Methods : In vivo studies were conducted using C57BL/6J mice pups subjected to oxygen-induced retinopathy (OIR). Retinal tissues were further processed for Western Blotting and immunolabeling. In vitro experiments were conducted using bovine retinal endothelial cells (BRE) subjected to normoxia or oxygen glucose deprivation (OGD) followed by reoxygenation (R). Cells were treated with the HDAC3 inhibitor, RGFP966 (2, 8 μM), or DMSO for control. Endpoints included assays of migration, and tube formation as important steps in new vessel formation. Mitochondria morphology was visualized using MitoTracker dye.

Results : HDAC3 is upregulated in the OIR retina vessels as measured by Western blotting and immunolabeling. In human DR sections, HDAC3 localized in retina surface vessels. In vitro, HDAC3 was upregulated in BRE after OGD/R and showed a complete nuclear translocation. Treatment of BRE with the HDAC3 inhibitor RGFP966 reduced angiogenesis (cell migration and tube formation) under hypoxic conditions, and also reduced the OGD/R-induced mitochondrial fission without affecting cell viability. Furthermore, RGFP966 treatment suppressed the rate-limiting glycolysis enzyme, hexokinase 2 (HK2). Similar to HDAC3 inhibition, treatment with the HK2 inhibitor, lonidamine (50, 100 µM), suppressed BRE angiogenesis and mitofission.

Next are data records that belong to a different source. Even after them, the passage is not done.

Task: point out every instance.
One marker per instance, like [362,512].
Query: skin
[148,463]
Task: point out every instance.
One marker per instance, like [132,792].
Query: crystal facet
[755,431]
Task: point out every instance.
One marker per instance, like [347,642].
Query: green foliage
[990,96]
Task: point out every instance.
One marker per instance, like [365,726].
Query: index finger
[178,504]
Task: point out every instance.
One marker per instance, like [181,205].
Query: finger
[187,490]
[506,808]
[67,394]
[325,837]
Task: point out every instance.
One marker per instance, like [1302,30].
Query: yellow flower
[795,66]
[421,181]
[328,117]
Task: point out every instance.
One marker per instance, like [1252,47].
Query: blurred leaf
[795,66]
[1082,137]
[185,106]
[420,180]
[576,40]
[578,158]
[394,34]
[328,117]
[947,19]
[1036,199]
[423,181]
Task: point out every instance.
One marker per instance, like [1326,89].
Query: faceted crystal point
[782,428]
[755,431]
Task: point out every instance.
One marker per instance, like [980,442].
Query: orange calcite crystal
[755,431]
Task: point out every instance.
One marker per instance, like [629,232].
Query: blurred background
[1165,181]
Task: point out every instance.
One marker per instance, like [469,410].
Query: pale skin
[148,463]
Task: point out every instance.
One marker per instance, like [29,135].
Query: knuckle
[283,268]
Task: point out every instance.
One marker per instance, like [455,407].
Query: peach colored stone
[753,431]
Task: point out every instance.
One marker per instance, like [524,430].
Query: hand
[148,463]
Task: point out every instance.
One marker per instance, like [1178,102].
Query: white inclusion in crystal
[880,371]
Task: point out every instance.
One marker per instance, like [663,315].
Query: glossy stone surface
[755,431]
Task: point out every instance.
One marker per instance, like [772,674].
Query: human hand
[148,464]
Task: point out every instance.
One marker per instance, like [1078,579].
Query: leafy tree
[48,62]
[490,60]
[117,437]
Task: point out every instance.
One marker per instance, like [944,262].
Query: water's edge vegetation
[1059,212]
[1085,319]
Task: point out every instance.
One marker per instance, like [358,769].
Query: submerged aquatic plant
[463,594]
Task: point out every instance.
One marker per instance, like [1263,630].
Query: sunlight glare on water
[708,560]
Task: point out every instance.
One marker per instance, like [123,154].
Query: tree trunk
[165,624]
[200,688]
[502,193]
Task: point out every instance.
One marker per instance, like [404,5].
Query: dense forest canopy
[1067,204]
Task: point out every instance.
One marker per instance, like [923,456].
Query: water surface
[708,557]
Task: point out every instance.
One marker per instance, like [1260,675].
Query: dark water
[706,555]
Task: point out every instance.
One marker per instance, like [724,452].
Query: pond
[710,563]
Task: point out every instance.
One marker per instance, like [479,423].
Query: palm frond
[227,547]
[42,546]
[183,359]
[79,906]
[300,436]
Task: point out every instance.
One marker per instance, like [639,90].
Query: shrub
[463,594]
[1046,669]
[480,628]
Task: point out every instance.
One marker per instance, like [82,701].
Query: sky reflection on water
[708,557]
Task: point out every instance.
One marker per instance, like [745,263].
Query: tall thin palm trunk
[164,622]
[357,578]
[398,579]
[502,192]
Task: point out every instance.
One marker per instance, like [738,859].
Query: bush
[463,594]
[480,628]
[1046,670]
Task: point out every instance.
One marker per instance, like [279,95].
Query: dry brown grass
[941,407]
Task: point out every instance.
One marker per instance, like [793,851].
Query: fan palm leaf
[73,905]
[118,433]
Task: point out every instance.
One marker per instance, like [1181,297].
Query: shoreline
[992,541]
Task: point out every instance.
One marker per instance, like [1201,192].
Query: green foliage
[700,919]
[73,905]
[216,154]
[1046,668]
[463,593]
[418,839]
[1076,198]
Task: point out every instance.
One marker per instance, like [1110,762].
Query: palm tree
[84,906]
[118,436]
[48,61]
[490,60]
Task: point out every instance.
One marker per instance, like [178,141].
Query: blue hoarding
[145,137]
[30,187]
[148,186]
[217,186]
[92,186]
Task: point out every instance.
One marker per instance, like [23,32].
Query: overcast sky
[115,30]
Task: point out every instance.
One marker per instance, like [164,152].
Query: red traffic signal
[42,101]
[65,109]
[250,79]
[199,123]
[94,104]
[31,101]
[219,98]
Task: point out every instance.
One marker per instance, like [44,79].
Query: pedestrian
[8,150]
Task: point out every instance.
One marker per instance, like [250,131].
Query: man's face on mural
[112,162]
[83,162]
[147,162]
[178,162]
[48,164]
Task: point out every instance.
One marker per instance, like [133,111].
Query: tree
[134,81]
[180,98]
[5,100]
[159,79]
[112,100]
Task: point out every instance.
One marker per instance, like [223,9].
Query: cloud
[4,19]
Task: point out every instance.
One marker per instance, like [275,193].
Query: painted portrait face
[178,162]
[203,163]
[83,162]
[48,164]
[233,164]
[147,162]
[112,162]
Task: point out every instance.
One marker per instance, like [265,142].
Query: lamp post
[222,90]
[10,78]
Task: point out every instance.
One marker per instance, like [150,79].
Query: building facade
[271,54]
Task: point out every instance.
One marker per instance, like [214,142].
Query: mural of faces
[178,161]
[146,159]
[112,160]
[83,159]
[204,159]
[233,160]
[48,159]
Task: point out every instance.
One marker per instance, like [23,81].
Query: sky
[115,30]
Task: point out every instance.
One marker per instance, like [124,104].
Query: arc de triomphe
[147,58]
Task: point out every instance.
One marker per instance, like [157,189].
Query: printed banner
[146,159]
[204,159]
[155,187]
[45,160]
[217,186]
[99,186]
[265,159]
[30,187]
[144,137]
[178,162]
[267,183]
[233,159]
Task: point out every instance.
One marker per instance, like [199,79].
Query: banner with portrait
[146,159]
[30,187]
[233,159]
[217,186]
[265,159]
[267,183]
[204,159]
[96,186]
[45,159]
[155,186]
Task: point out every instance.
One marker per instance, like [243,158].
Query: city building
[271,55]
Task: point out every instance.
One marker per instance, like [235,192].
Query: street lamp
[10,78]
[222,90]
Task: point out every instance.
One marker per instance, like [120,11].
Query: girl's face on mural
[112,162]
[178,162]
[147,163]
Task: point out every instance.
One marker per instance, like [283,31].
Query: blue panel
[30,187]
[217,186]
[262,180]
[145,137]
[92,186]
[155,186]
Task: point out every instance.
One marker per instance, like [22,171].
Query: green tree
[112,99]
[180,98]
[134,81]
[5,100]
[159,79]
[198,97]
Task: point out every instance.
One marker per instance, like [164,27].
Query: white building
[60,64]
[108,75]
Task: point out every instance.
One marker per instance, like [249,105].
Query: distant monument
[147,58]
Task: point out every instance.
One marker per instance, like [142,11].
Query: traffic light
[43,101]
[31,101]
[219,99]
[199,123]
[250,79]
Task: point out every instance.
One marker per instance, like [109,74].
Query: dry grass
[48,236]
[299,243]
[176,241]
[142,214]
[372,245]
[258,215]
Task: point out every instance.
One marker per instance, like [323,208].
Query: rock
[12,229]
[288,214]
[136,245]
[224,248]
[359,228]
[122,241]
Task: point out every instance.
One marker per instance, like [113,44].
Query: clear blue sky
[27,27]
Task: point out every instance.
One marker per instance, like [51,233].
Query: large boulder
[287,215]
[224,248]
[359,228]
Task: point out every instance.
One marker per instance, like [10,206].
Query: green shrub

Conclusions : Endothelial HDAC3 mediates pathological retinal angiogenesis under hypoxic conditions possibly via HK2 mediated metabolic reprograming to a glycolytic phenotype and suppression of mitochondrial function. Future experiments will further elucidate the underlying mechanisms.

This abstract was presented at the 2024 ARVO Annual Meeting, held in Seattle, WA, May 5-9, 2024.